Je me suis surpris plus d'une fois durant l'écriture du livre à me poser la question suivante: «Qu'est-ce qui t'a pris d'écrire sur Boudiaf? Ceux qui ont applaudi sa mort ne vont certainement pas apprécier cet ouvrage. J'ai choisi la période de son passage à la tête de l'Etat pour être le plus objectif possible. Je raconte Boudiaf tel que je l'ai «connu» en tant que citoyen, sans fard ni dard. J'ai voulu pénétrer dans sa tête pour comprendre sa façon de raisonner et je me suis rendu compte que c'était lui qui habitait la mienne. Ecrire sur quelqu'un comme le président Boudiaf n'est facile que si on est convaincu de ce qu'on écrit, car comme je le dis dans le livre: «Boudiaf n'était pas un saint, mais c'était tout de même un homme qui avait un esprit sain.» En m'attaquant à un sujet aussi sérieux que celui-ci, je ne veux plaire à personne, je souhaite juste apporter mon humble contribution pour que les générations futures comprennent par où est passée l'Algérie avant de se redresser, car, quoiqu'on dise et quoi qu'on fasse, notre pays se relèvera un jour.
Votre livre se termine avec le poème de Matoub Lounès «Hymne à Boudiaf». Matoub aussi, un autre grand homme a été assassiné, quel commentaire pouvez-vous faire sur cet autre drame?

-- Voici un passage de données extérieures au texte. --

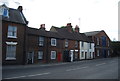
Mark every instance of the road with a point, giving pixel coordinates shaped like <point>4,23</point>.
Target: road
<point>105,68</point>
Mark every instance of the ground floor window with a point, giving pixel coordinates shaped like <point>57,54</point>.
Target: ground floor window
<point>98,53</point>
<point>53,54</point>
<point>11,52</point>
<point>82,54</point>
<point>40,54</point>
<point>108,53</point>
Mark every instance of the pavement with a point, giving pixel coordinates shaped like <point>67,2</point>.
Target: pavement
<point>105,68</point>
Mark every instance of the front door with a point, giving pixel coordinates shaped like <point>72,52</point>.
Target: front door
<point>30,58</point>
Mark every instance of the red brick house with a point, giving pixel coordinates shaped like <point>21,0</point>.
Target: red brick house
<point>13,35</point>
<point>102,43</point>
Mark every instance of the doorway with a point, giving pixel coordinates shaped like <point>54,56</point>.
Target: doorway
<point>30,59</point>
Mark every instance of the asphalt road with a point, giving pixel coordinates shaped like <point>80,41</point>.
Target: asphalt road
<point>105,68</point>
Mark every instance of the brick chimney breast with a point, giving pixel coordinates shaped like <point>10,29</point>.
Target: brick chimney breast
<point>20,8</point>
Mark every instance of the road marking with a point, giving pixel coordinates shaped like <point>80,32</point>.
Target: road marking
<point>15,77</point>
<point>100,64</point>
<point>76,68</point>
<point>112,61</point>
<point>28,76</point>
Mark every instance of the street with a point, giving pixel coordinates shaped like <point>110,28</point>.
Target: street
<point>104,68</point>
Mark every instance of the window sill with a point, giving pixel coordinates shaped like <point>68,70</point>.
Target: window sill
<point>10,58</point>
<point>12,37</point>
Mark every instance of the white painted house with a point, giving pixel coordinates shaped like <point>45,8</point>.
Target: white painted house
<point>86,50</point>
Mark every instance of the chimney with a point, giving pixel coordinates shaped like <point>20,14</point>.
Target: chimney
<point>69,27</point>
<point>20,8</point>
<point>42,26</point>
<point>77,28</point>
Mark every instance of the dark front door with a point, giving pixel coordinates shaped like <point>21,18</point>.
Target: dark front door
<point>59,57</point>
<point>30,57</point>
<point>66,57</point>
<point>104,53</point>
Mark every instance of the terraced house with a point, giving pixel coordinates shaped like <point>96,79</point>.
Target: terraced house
<point>27,45</point>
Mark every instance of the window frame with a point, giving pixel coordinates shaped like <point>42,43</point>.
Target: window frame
<point>66,43</point>
<point>12,32</point>
<point>53,53</point>
<point>41,41</point>
<point>40,55</point>
<point>9,52</point>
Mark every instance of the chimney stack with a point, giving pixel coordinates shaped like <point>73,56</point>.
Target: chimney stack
<point>69,27</point>
<point>77,28</point>
<point>42,26</point>
<point>20,8</point>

Tout comme pour le défunt président, l'assassinat de feu Matoub reste non élucidé. Dans mon livre, je rends hommage au chantre de la chanson kabyle qui a rendu hommage au président à travers son «Hymne à Boudiaf». Contrairement aux autres présidents, Boudiaf a réussi à gagner le coeur de la Kabylie qui est connue pour son aversion à l'égard du pouvoir central. Je tente de rétablir une vérité en disant que contrairement à ce que pense une grande partie de la population arabophone, induite en erreur par des cercles bien connus, Matoub n'était ni raciste ni anti-arabe, il était juste un fervent défenseur de l'amazighité. La meilleure des preuves reste cette chanson consacrée à Boudiaf alors que ce dernier n'est pas kabyle.